Jérémy Decerle, éleveur et eurodéputé français : « Comment peut-on être le moteur du Pacte Vert de l’Europe et pousser l’accord UE-Mercosur en l’état ? Avec ces postures politiques incohérentes, le mécontentement du monde agricole est justifié ! »
Paolo De Castro, député européen, de nationalité italienne : « Aujourd’hui, nous avons l’impression que l’idéologie prédomine sur l’approche scientifique. En matière de régime alimentaire, il faut une approche modérée et responsable ».
Dacian Ciolos, député européen, originaire de Roumanie, Commissaire européen chargé de l’agriculture et du développement rural de 2010 à 2014 : « Il faut mettre sur la table la question des pratiques agricoles que l’on souhaite mais aussi le coût de ces pratiques, le revenu des agriculteurs ».
Jean-Michel Lecerf, médecin nutritionniste : « Ce n’est pas parce qu’un aliment n’est pas indispensable qu’il n’est pas utile. La viande apporte des protéines de très bonnes qualités, elle est particulièrement riche en fer, en zinc et en vitamine B12 ».
Échanges internationaux : à quoi bon, si la réciprocité ne s’applique pas…
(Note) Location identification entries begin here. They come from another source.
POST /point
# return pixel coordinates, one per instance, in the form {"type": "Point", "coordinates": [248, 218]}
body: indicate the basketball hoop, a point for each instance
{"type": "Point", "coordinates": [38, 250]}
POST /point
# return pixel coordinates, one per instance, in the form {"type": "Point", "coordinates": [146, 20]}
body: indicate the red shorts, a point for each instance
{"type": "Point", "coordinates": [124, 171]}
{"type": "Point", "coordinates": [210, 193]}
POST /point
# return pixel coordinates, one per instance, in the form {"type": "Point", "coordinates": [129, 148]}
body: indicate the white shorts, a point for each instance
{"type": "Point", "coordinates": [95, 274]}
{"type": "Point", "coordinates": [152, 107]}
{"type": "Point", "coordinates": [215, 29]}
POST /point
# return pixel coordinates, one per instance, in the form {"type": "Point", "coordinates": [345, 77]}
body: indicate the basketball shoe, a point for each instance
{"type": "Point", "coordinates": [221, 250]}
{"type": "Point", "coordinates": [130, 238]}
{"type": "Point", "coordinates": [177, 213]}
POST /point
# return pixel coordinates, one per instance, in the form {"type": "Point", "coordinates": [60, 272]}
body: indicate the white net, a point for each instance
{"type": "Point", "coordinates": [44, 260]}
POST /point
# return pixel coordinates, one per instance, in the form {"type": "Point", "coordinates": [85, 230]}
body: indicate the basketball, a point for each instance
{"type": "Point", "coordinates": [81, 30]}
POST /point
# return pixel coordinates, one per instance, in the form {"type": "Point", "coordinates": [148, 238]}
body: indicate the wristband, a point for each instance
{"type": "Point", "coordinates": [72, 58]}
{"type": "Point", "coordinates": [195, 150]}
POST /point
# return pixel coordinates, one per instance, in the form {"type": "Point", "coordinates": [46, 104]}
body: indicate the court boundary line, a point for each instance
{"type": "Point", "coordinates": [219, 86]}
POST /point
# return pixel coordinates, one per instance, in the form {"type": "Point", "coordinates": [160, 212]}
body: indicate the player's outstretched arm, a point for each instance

La question de la cohérence entre les politiques commerciales et environnementales de l’Union européenne était au centre des échanges, avec une inquiétude partagée à tous les niveaux : comment préserver le secteur européen de l’élevage si les critères de durabilité ne s’appliquent pas de manière similaire aux produits importés ? Dans une lettre ouverte adressée au vice-président exécutif de la Commission européenne, Frans Timmermans, l’eurodéputé français, Jérémy Decerle, résume le paradoxe en ces termes : « Vous ne pouvez pas d’une main porter le renforcement des règles du jeu pour l’agriculture européenne (au service d’objectifs de durabilité qui sont fondamentaux et que je partage, je le précise) et de l’autre plaider de vos vœux pour que notre marché s’ouvre davantage à des produits venus de pays où ces règles n’ont pas cours. Vous ne pouvez pas dire aux agriculteurs européens : faites mieux et, pendant ce temps, acceptez que je vous mette davantage en concurrence avec des agriculteurs qui font moins bien. C’est parfaitement impossible à entendre ».
Directive IED : l’absurdité d’assimiler l’agriculture à l’industrie
Dans ses propositions pour la révision de la directive émissions industrielles (IED), la Commission envisage d’élargir le périmètre des installations classées aux exploitations bovines détenant plus de 150 UGB. Une hérésie selon Benoît Lutgen, eurodéputé belge : « Il y a une confusion au départ. L’industrie est le secteur secondaire, l’agriculture correspond au secteur primaire. Nous devons faire comprendre aux consommateurs européens que l’agriculture en Europe n’est pas industrielle ».